After a downturn in sales following anti-corruption moves in China, shifting market demands are seeing cognac’s fortunes return. Shay Waterworth reports


UNPREDICTABLE CURRENCY rates, Brexit and a drop in spending by Chinese travellers have all contributed to a downturn in global travel retail over the past few years. This is bad news for cognac producers because the travel retail market has gone from being a reliable goldmine for sales and advertising in the late 20th century to the opposite by 2018.

One of the key travel retail markets which has suffered the most in recent years is China. The country’s booming middle class prompted a major increase in the number of Chinese tourists. But, since North Korea’s missile tests upset the Chinese government in 2017, the number of international travellers from China to the rest of Asia dropped by 46.5% in the first half of 2017.

However, according to data offered by China Outbound Tourism Research Institute, 156m Chinese tourists are forecast to visit another country in 2018.

The reason China’s brief downturn was such a problem for GTR is that the country has become integral to many spirits categories around the world over the past 20 years, due to the sheer size of the population and the sudden wealth obtained by its burgeoning middle class. China’s travel blip has no doubt contributed to the fact that the volume of cognac sold in GTR is down 1.6%, according to data released by Bureau National Interprofessionnel du Cognac.


The most positive news surrounding China’s relationship with cognac is that export figures are up. Earlier this year the BNIC released statistics which showed shipments of cognac to the Far East had risen 13.5% from 2017-18, with China now the third biggest importer at 262m bottles over that year. So the demand for cognac is still there in China and the question which needs to be explored is: “How can cognac brands reconnect with China’s influential travel retail market?”

According to a report released in 2017 by Nielsen Holdings, 61% of Chinese tourists like to shop in duty free when leaving China and 63% use mobile payment methods. Drinks International’s travel retail expert Joe Bates has written in this magazine (p37) about how technology is being harnessed to increase sales in GTR and it is no coincidence that cognac brands have begun to adopt QR codes on bottles, opening the category up to Chinese travellers.

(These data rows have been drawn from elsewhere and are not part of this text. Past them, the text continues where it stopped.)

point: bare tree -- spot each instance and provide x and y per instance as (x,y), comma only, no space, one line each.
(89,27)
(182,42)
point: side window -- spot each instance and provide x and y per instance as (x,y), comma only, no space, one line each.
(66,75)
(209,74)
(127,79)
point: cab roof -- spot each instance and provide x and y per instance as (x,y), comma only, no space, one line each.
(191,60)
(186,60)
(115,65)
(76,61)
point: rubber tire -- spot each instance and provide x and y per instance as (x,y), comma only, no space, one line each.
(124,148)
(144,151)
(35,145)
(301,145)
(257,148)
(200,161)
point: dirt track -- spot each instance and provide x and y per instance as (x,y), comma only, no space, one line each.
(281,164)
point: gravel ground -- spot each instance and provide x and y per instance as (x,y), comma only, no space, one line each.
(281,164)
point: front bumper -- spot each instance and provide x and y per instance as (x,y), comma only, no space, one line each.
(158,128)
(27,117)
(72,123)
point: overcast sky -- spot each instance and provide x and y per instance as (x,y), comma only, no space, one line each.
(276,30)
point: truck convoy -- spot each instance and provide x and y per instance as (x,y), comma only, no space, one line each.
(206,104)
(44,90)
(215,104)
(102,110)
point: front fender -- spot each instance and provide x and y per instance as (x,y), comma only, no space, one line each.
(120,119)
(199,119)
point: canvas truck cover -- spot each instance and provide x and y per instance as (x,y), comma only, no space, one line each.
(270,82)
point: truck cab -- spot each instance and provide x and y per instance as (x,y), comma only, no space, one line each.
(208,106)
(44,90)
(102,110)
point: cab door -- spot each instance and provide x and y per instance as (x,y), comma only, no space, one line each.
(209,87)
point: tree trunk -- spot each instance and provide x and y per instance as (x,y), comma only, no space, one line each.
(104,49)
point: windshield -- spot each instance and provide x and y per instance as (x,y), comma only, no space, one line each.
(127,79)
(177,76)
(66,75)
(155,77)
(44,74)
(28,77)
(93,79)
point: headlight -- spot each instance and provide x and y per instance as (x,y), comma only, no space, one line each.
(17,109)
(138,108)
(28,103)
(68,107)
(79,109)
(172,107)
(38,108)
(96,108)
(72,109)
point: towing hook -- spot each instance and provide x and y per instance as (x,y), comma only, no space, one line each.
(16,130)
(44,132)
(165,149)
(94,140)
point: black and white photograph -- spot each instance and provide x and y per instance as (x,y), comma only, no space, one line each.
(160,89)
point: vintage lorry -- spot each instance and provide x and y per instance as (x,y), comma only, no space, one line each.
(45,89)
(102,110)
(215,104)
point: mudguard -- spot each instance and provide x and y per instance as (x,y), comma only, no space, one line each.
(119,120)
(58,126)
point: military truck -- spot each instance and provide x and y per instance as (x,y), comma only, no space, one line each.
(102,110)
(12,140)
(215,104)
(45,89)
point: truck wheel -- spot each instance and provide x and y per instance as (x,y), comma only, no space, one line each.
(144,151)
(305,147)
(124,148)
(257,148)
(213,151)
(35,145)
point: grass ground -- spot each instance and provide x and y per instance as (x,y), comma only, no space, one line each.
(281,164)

Cognac now shares around 16% of the total GTR market for spirits but there has been a change in the type of cognac being offered in China by some brands due to a shift in market demand.

In the early stages of the 21st century a lot of the profits from big brands in China relied on corruption in the government and the country’s attitude towards bribery in business. Expensive bottles of cognac were ‘gifted’ as part of a business deal or favour, which is why a large portion of elite-level cognac was sold in China. However, when Xi Jinping was elected general secretary of the Communist Party of China in 2013, one of the first things on his to-do-list was clamp down on corruption in the country, which had a negative effect on the sales of cognac in GTR.